TOlessia Piperno, since her return to Italy after her imprisonment in Iran, had not written anything about hers Instagram profileused by travel blogger just like travel notebook on which to tell day by day what happened to her in each new goal she reached.
Alessia Piperno returns to write about Iran
And she had also done so when she was in Tehran, up until the moment she was arrested it is still unknown for whatif not for his alleged participation in the freedom protests that erupted in the country afterwards the death of Mahsa Aminathe young woman killed for a lock of hair that protruded from the veil.
For the traveller, obviously, now is the time to put black and white some of his reflections on those dramatic moments lived, in a flow of words with which to share states and emotions experienced when she was completely alone in one of the toughest prisons in all of Iran.
A past still too present
And so Piperno recounts some details of his experiencein a mix of recent and past memories, current affairs and history.
«In the first days of September, I went to visit a prison in Tehran for the first time in my life. It was the prison of Ebrat, which has now become a museum, but was once used by the Savak secret police to torture detainees. “The screams of the prisoners could be heard throughout the prison,” my guide told me. “Are there still such prisons in Iran?”. I asked. He sighed. “Sadly yes, Evin Prisonwhich is located right in the northern part of Tehran”.

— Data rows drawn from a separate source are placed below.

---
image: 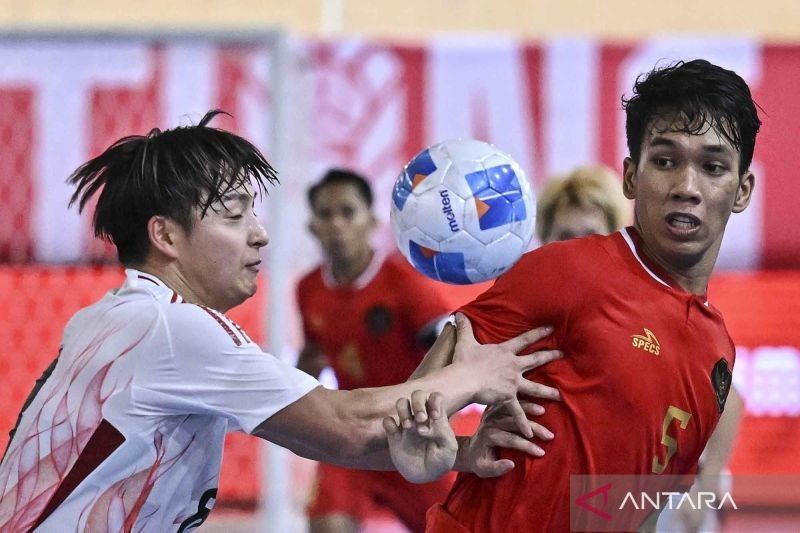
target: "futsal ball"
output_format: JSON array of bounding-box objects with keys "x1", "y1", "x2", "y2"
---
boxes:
[{"x1": 391, "y1": 139, "x2": 536, "y2": 284}]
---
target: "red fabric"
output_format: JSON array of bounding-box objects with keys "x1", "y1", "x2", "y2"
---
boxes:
[
  {"x1": 297, "y1": 251, "x2": 450, "y2": 389},
  {"x1": 307, "y1": 463, "x2": 455, "y2": 532},
  {"x1": 445, "y1": 234, "x2": 734, "y2": 532}
]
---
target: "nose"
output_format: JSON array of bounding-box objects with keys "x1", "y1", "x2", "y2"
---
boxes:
[
  {"x1": 249, "y1": 217, "x2": 269, "y2": 248},
  {"x1": 670, "y1": 165, "x2": 702, "y2": 205}
]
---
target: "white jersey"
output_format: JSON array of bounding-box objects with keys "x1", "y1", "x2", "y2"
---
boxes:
[{"x1": 0, "y1": 270, "x2": 319, "y2": 532}]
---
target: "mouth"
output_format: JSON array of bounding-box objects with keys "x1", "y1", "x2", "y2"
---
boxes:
[{"x1": 665, "y1": 212, "x2": 702, "y2": 237}]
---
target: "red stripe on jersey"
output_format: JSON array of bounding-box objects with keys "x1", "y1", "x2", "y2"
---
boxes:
[
  {"x1": 32, "y1": 420, "x2": 125, "y2": 529},
  {"x1": 199, "y1": 305, "x2": 242, "y2": 346}
]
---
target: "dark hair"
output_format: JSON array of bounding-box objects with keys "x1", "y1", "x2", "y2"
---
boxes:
[
  {"x1": 622, "y1": 59, "x2": 761, "y2": 173},
  {"x1": 308, "y1": 168, "x2": 372, "y2": 210},
  {"x1": 67, "y1": 110, "x2": 278, "y2": 266}
]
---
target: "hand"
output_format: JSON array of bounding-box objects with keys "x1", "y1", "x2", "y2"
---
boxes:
[
  {"x1": 466, "y1": 401, "x2": 554, "y2": 477},
  {"x1": 383, "y1": 390, "x2": 458, "y2": 483},
  {"x1": 453, "y1": 313, "x2": 563, "y2": 438}
]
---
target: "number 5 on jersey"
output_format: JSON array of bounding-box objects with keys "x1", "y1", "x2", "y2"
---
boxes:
[{"x1": 652, "y1": 405, "x2": 692, "y2": 474}]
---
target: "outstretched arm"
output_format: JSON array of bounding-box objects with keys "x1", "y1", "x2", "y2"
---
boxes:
[{"x1": 254, "y1": 317, "x2": 560, "y2": 468}]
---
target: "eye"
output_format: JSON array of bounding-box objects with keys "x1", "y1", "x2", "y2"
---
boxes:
[
  {"x1": 653, "y1": 157, "x2": 675, "y2": 168},
  {"x1": 705, "y1": 161, "x2": 728, "y2": 175}
]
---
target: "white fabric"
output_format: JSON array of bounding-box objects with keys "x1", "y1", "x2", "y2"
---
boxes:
[{"x1": 0, "y1": 270, "x2": 319, "y2": 531}]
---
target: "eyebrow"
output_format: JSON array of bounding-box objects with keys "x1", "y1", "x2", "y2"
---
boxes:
[
  {"x1": 219, "y1": 191, "x2": 255, "y2": 204},
  {"x1": 649, "y1": 136, "x2": 733, "y2": 154}
]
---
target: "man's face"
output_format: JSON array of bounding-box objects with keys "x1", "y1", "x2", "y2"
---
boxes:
[
  {"x1": 623, "y1": 119, "x2": 754, "y2": 274},
  {"x1": 171, "y1": 187, "x2": 269, "y2": 312},
  {"x1": 545, "y1": 205, "x2": 612, "y2": 242},
  {"x1": 309, "y1": 183, "x2": 375, "y2": 261}
]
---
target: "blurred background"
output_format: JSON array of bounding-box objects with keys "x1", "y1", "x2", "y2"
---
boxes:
[{"x1": 0, "y1": 0, "x2": 800, "y2": 531}]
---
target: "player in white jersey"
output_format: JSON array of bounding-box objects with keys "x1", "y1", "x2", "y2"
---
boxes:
[{"x1": 0, "y1": 112, "x2": 560, "y2": 532}]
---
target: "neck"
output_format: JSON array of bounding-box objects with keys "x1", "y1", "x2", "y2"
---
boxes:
[
  {"x1": 330, "y1": 248, "x2": 375, "y2": 285},
  {"x1": 133, "y1": 261, "x2": 228, "y2": 313},
  {"x1": 634, "y1": 223, "x2": 722, "y2": 294}
]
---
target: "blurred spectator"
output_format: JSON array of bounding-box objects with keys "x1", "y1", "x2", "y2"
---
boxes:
[{"x1": 536, "y1": 165, "x2": 631, "y2": 243}]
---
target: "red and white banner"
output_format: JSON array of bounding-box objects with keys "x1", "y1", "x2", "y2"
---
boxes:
[{"x1": 0, "y1": 34, "x2": 800, "y2": 269}]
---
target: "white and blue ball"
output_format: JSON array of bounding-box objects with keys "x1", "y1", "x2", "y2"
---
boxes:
[{"x1": 391, "y1": 139, "x2": 536, "y2": 284}]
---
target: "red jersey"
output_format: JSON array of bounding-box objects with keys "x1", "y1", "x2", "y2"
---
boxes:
[
  {"x1": 297, "y1": 253, "x2": 450, "y2": 389},
  {"x1": 438, "y1": 228, "x2": 734, "y2": 532}
]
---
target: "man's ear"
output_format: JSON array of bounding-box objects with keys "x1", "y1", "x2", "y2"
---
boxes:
[
  {"x1": 622, "y1": 157, "x2": 636, "y2": 200},
  {"x1": 147, "y1": 215, "x2": 183, "y2": 259},
  {"x1": 731, "y1": 170, "x2": 756, "y2": 213}
]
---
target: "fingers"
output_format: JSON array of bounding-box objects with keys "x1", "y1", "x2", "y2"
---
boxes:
[
  {"x1": 484, "y1": 416, "x2": 555, "y2": 441},
  {"x1": 504, "y1": 324, "x2": 553, "y2": 353},
  {"x1": 396, "y1": 390, "x2": 449, "y2": 435},
  {"x1": 418, "y1": 392, "x2": 454, "y2": 445},
  {"x1": 507, "y1": 398, "x2": 533, "y2": 438},
  {"x1": 475, "y1": 459, "x2": 514, "y2": 477},
  {"x1": 411, "y1": 390, "x2": 428, "y2": 424},
  {"x1": 383, "y1": 416, "x2": 401, "y2": 441},
  {"x1": 456, "y1": 313, "x2": 478, "y2": 346},
  {"x1": 519, "y1": 400, "x2": 544, "y2": 416},
  {"x1": 395, "y1": 398, "x2": 414, "y2": 429},
  {"x1": 518, "y1": 379, "x2": 561, "y2": 402},
  {"x1": 487, "y1": 429, "x2": 544, "y2": 457},
  {"x1": 517, "y1": 350, "x2": 564, "y2": 372}
]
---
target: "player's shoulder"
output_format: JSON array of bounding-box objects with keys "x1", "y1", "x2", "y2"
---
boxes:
[
  {"x1": 162, "y1": 302, "x2": 252, "y2": 346},
  {"x1": 519, "y1": 234, "x2": 617, "y2": 270}
]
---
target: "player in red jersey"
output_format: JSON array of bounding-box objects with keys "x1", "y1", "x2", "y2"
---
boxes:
[
  {"x1": 410, "y1": 60, "x2": 760, "y2": 532},
  {"x1": 297, "y1": 169, "x2": 476, "y2": 533}
]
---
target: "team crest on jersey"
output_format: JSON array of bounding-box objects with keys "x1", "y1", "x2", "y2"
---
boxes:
[
  {"x1": 631, "y1": 328, "x2": 661, "y2": 355},
  {"x1": 366, "y1": 305, "x2": 394, "y2": 336},
  {"x1": 711, "y1": 358, "x2": 733, "y2": 413}
]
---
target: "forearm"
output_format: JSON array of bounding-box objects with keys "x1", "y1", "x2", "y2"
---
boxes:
[
  {"x1": 340, "y1": 365, "x2": 481, "y2": 460},
  {"x1": 409, "y1": 324, "x2": 456, "y2": 379}
]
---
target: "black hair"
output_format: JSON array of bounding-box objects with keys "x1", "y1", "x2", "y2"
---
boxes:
[
  {"x1": 308, "y1": 168, "x2": 372, "y2": 211},
  {"x1": 622, "y1": 59, "x2": 761, "y2": 174},
  {"x1": 67, "y1": 109, "x2": 278, "y2": 266}
]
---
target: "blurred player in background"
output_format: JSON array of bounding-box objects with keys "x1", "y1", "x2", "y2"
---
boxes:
[
  {"x1": 0, "y1": 112, "x2": 557, "y2": 532},
  {"x1": 536, "y1": 165, "x2": 631, "y2": 244},
  {"x1": 297, "y1": 169, "x2": 454, "y2": 533},
  {"x1": 418, "y1": 60, "x2": 761, "y2": 533}
]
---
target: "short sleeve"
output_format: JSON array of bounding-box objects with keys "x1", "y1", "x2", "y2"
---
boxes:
[
  {"x1": 295, "y1": 276, "x2": 320, "y2": 345},
  {"x1": 132, "y1": 304, "x2": 319, "y2": 433}
]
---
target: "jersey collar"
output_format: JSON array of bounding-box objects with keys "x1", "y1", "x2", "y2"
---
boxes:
[
  {"x1": 619, "y1": 226, "x2": 708, "y2": 305},
  {"x1": 125, "y1": 268, "x2": 183, "y2": 303},
  {"x1": 322, "y1": 250, "x2": 386, "y2": 290}
]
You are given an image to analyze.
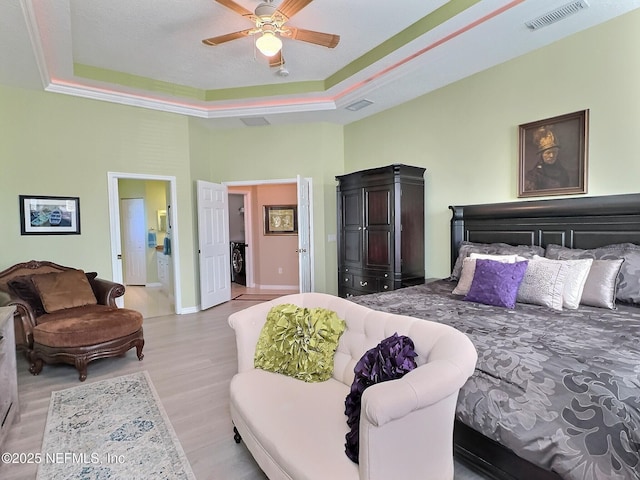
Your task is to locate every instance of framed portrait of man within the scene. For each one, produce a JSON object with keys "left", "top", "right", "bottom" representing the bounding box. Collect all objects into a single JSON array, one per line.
[{"left": 518, "top": 110, "right": 589, "bottom": 197}]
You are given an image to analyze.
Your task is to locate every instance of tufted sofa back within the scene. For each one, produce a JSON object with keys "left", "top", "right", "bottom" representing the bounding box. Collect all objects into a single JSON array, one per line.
[{"left": 229, "top": 293, "right": 476, "bottom": 386}]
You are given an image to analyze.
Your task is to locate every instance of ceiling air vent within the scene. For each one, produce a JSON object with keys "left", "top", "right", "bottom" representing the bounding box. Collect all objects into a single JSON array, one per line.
[
  {"left": 524, "top": 0, "right": 589, "bottom": 30},
  {"left": 344, "top": 100, "right": 373, "bottom": 112},
  {"left": 240, "top": 117, "right": 271, "bottom": 127}
]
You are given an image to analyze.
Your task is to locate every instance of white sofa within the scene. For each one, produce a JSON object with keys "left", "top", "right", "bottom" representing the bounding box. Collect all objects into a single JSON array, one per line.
[{"left": 229, "top": 293, "right": 477, "bottom": 480}]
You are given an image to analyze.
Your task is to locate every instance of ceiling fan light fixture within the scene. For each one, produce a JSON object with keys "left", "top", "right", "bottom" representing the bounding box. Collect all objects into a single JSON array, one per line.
[{"left": 256, "top": 32, "right": 282, "bottom": 57}]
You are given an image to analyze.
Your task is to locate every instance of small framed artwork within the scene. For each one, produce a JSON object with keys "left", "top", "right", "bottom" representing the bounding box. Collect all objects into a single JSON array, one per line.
[
  {"left": 264, "top": 205, "right": 298, "bottom": 235},
  {"left": 20, "top": 195, "right": 80, "bottom": 235},
  {"left": 518, "top": 110, "right": 589, "bottom": 197}
]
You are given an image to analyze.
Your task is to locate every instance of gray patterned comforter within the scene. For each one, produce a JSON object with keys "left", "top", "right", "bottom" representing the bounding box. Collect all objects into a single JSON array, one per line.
[{"left": 352, "top": 280, "right": 640, "bottom": 480}]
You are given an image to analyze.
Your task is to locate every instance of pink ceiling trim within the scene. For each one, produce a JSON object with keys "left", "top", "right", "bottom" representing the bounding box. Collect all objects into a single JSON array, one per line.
[{"left": 50, "top": 0, "right": 525, "bottom": 111}]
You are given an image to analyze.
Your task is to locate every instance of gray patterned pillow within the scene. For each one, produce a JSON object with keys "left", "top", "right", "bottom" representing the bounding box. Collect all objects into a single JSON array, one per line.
[
  {"left": 517, "top": 259, "right": 569, "bottom": 310},
  {"left": 451, "top": 240, "right": 544, "bottom": 280},
  {"left": 580, "top": 258, "right": 624, "bottom": 310},
  {"left": 545, "top": 243, "right": 640, "bottom": 304}
]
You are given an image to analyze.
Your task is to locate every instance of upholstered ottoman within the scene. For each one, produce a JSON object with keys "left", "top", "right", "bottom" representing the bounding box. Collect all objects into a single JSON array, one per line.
[{"left": 28, "top": 305, "right": 144, "bottom": 382}]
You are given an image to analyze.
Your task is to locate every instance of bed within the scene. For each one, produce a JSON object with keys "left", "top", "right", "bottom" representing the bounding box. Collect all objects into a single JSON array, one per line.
[{"left": 352, "top": 194, "right": 640, "bottom": 480}]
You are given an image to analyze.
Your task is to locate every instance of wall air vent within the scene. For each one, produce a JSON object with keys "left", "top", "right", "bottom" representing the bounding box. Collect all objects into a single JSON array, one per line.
[{"left": 524, "top": 0, "right": 589, "bottom": 30}]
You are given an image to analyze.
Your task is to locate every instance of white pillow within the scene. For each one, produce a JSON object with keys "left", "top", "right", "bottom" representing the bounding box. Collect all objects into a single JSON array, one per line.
[
  {"left": 516, "top": 259, "right": 569, "bottom": 310},
  {"left": 533, "top": 255, "right": 593, "bottom": 310},
  {"left": 451, "top": 253, "right": 524, "bottom": 295}
]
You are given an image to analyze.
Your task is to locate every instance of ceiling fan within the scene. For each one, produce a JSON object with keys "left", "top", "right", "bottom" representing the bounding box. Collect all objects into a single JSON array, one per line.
[{"left": 202, "top": 0, "right": 340, "bottom": 67}]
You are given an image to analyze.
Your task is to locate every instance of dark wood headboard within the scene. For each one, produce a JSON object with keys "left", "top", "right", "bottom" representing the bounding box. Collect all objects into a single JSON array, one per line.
[{"left": 449, "top": 193, "right": 640, "bottom": 268}]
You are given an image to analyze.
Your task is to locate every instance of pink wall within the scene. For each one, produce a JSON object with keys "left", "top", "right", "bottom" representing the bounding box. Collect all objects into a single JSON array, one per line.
[{"left": 229, "top": 184, "right": 299, "bottom": 288}]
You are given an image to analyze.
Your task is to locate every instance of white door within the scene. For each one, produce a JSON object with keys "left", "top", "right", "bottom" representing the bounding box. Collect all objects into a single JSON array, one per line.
[
  {"left": 297, "top": 175, "right": 312, "bottom": 293},
  {"left": 120, "top": 198, "right": 147, "bottom": 285},
  {"left": 197, "top": 180, "right": 231, "bottom": 310}
]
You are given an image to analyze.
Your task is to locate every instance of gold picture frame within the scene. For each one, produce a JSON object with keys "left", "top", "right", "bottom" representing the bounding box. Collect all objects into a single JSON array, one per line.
[
  {"left": 518, "top": 110, "right": 589, "bottom": 197},
  {"left": 264, "top": 205, "right": 298, "bottom": 235}
]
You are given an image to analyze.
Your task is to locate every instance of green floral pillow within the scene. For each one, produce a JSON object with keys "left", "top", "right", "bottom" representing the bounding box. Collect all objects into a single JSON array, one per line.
[{"left": 254, "top": 303, "right": 346, "bottom": 382}]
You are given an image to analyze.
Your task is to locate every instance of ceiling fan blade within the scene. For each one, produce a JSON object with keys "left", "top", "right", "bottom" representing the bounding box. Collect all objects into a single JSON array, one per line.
[
  {"left": 283, "top": 27, "right": 340, "bottom": 48},
  {"left": 216, "top": 0, "right": 253, "bottom": 17},
  {"left": 269, "top": 50, "right": 284, "bottom": 67},
  {"left": 202, "top": 28, "right": 251, "bottom": 47},
  {"left": 278, "top": 0, "right": 313, "bottom": 19}
]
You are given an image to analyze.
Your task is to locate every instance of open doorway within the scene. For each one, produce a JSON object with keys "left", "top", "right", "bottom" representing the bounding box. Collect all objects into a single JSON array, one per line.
[
  {"left": 108, "top": 172, "right": 181, "bottom": 318},
  {"left": 226, "top": 179, "right": 312, "bottom": 298}
]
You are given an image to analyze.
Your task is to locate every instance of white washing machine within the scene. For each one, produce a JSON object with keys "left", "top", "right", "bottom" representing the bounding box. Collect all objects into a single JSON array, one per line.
[{"left": 231, "top": 242, "right": 247, "bottom": 285}]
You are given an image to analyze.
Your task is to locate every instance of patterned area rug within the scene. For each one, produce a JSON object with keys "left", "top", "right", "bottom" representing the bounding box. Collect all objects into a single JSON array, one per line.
[{"left": 37, "top": 371, "right": 195, "bottom": 480}]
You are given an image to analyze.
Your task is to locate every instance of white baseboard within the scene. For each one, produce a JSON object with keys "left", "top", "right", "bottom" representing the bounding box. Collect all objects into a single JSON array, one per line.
[
  {"left": 255, "top": 283, "right": 299, "bottom": 292},
  {"left": 176, "top": 305, "right": 200, "bottom": 315}
]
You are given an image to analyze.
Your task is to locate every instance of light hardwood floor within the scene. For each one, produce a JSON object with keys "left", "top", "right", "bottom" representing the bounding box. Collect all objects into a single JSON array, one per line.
[{"left": 0, "top": 294, "right": 484, "bottom": 480}]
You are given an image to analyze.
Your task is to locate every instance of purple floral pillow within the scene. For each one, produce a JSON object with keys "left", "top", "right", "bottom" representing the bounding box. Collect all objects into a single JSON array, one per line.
[
  {"left": 344, "top": 333, "right": 418, "bottom": 463},
  {"left": 464, "top": 259, "right": 529, "bottom": 308}
]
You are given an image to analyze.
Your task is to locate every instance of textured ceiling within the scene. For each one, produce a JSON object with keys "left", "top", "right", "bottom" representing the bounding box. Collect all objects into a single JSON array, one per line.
[{"left": 0, "top": 0, "right": 640, "bottom": 128}]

I felt shivers run all over my body, without remotely imagining that 21 days later, I too would have been a prisoner, right in that prison».
The captivity and the terror of never going out again
Instead, the girl stays in that prison for 45 days, an eternity of time and terror due to the uncertainty of what could have happened and which fortunately didn’t happen.
“We had done nothing to deserve to be locked up within those walls, e I can’t deny that those were the hardest days of my life. I have seen, experienced and heard things, which I will never forget, and which will one day give me the strength to fight alongside the Iranian people.
At the time, I hadn’t participated in the protests, because it had been advised against us, and the sound of gunfire scared me. It’s different now. I’m at home, among my family and friends, free yes, but physically. It’s my mind that isn’tbecause my cellmates and thousands of other Iranians are still locked up in that corner of hell».
The memories that haunt Alessia Piperno
Experiences of this kind leave a marked mark and Piperno tells it as best he can: «I have returned to a normal life, I go out, sometimes I laugh, I make plans for my future, and I sleep in a bed. Today is Monday, today in prison we take a shower. Tomorrow is Tuesday, there are 5 minutes of air. My mind now lives a bit like this, between smiles, in a soft bed, a plate of pasta and between white walls where the screams never stop and where the air is breathed for 5 minutes, twice a week».
The cellmate who never came back from the infirmary
The posts published are two and the second is dedicated to his cell mate for 34 days, Fahimeh Karimi, sentenced to death for kicking a pasdaran. This story too it’s a punch in the stomach for those who watch what happens over there from their sofa at home, separated from that violence and suffering by miles and a TV screen.
«You are as white as that wall, it will be that by dint of looking at it, it ate your breaths. We’re hidden in a blind spot here, your screams are like the silence, you slam the door and step on your own tears. “AZADI! AZADI!” I sing you Bella bye, and you start crying, other times you clap my hands. I would like to tell you more, but what can I tell you? I’m scared, too.“Fatimah, Athena, Mohammed”. You keep yelling your children’s namesDid they hear your echo or does love not travel through bars?
They open that door because you make too much noise, but we are lifeless flesh, and they crush us like dry leaves, listen, they have no heart. You throw yourself on the ground with your head in your hands, press your fingers against your temples, you want to tear your thoughts away from your ears, they’re quicksand, I know it well. Tomorrow is a new day, maybe we’ll be free, even if yes, you’re right, I told you yesterday too. Here comes the pill that will sing us a lullaby, I take your hand, that’s the little I can do, put my head under the blanket, at least the lights are off there, look at the sky, can you see the stars too? Good night Fahimeh».
Fahimeh was Piperno’s cellmate for 34 days. One day she left the cell to go to the infirmary, and never came back.
What is the use of fighting, what is the use of all this?
“We didn’t have great conversations since I didn’t speak Farsi and she didn’t speak English. But we were united by the same pain and fears. I’ve been looking up her name every day since I got back, to see if they’d released her too. Instead I was faced with an article with her face saying “sentenced to death”. What does it take to stop all this? What the fuck is it for?”
This is the question that haunts the girl pervaded by that sense of defeat and resignation that all Iranian protesters must experience every day on their way home, along with the hope of not being killed the next day.